Porém, o que vi naquele concerto foram jovens adultos cantando, tocando e vivendo cada música. E, ainda, entre as músicas intercalavam-se informações sobre compositores, estilos musicais, países de origens das músicas, seus períodos históricos, e conteúdos técnicos (forma musical, apresentação dos naipes e nomes de instrumentos) que nos instruíam, como em uma aula muito dinâmica. Uma apresentação na qual o público pôde apreciar, aprender e sanar dúvidas e curiosidades através de perguntas que eram respondidas não só pelo regente, mas também por outros membros do grupo. Sem dúvida, um momento de aprendizagem.

Foi a primeira vez que eu vi a música acontecendo tão de perto. Uma arte que se iniciava e se concretizava ali, no pátio da escola. A plateia era formada por alunos, professores, funcionários e gestores. Estávamos diante de um encontro cheio de vida, e a musicalidade compartilhada por aquele grupo nos encheu os ouvidos e os olhos com música. Eu podia ver os corpos dos cantores pulsando música.

No repertório do concerto, músicas que expressavam festividade e movimento, como “La fiesta de San Benito”, de Horacio Salinas, e outras dotadas de sensibilidade e introspecção, como “Canções e momentos”, de Milton Nascimento e Fernando Brant. Havia alegria, força e leveza naquele concerto.

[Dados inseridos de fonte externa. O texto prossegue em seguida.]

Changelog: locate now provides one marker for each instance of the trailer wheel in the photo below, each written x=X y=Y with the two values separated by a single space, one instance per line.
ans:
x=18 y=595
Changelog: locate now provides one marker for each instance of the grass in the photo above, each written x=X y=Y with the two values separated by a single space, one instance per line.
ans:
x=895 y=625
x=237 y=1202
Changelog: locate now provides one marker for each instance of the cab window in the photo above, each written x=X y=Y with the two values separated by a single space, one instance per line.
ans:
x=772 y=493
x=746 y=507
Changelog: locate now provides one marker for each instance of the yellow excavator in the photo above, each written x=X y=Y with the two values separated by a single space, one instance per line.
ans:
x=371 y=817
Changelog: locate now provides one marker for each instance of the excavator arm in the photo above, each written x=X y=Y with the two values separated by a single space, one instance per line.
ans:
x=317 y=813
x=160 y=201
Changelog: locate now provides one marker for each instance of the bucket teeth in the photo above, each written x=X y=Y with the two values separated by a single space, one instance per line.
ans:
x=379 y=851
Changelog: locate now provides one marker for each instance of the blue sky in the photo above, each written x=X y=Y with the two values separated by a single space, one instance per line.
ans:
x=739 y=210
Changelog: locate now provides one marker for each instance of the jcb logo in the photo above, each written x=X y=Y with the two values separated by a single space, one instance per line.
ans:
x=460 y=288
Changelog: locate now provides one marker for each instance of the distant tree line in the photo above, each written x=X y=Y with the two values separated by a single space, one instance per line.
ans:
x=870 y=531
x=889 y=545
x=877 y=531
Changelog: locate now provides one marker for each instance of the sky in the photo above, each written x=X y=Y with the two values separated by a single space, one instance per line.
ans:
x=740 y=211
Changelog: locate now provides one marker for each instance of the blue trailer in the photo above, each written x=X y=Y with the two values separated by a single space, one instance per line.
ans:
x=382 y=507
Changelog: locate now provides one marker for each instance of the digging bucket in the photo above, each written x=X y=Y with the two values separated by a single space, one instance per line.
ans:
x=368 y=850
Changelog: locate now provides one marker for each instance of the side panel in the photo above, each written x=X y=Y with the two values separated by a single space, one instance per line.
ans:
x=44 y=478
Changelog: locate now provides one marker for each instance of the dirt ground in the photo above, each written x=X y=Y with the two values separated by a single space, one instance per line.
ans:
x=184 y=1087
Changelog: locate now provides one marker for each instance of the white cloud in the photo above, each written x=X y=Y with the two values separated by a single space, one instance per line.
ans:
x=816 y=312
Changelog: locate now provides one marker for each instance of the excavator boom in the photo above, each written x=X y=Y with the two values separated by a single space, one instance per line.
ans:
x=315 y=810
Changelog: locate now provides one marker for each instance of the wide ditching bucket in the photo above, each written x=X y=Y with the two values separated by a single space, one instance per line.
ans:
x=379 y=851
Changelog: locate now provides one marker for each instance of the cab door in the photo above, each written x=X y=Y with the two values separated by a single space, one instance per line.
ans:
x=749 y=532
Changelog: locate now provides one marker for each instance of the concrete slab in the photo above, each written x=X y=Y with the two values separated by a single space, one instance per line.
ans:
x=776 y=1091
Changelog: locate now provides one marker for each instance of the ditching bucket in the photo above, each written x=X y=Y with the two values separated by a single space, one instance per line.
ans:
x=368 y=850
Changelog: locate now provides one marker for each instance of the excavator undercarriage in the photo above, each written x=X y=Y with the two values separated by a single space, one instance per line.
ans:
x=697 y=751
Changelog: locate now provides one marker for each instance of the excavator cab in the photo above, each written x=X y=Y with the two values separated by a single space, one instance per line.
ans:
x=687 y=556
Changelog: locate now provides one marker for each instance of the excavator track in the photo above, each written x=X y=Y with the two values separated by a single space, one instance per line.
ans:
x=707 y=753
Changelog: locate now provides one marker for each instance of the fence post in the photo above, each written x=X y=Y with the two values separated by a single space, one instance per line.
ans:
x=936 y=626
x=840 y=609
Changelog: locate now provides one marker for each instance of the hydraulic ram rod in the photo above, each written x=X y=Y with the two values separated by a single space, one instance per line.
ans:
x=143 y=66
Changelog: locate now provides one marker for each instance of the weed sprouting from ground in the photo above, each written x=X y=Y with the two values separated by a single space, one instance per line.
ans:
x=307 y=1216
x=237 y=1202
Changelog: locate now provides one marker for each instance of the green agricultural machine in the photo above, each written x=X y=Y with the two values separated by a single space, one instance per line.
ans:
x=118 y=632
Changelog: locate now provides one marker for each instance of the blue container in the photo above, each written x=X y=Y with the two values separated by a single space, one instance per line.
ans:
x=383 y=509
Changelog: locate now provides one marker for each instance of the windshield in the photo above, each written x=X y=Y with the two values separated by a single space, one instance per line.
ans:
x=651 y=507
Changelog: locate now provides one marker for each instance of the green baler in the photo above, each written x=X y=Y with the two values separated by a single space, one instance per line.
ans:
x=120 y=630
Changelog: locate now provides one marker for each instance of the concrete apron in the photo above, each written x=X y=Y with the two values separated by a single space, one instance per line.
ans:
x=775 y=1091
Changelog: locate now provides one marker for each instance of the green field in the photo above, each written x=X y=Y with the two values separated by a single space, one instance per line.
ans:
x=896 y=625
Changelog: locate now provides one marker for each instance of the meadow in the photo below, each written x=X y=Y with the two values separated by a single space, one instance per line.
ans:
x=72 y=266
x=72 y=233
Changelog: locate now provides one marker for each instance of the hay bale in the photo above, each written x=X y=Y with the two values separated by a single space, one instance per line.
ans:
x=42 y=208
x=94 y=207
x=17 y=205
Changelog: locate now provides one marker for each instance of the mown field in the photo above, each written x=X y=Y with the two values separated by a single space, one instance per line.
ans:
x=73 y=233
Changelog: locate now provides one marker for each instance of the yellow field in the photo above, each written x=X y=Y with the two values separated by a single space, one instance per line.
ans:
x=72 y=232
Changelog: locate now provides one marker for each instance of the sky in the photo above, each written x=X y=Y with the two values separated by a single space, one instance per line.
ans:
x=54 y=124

Entendi a mensagem musical daquele concerto. Eu nunca mais ouviria uma música sequer da mesma maneira que eu ouvia antes. Minha visão equivocada sobre coral, canto coral, coro e música vocal mudou, se desfez, se transformou e, a partir dali, instaurou-se meu novo olhar sobre o conceito de música.

Assim, o estímulo para o início dos meus estudos musicais veio por essa minha participação nesse concerto didático, e acredito que o que aconteceu comigo aconteça com outras inúmeras pessoas.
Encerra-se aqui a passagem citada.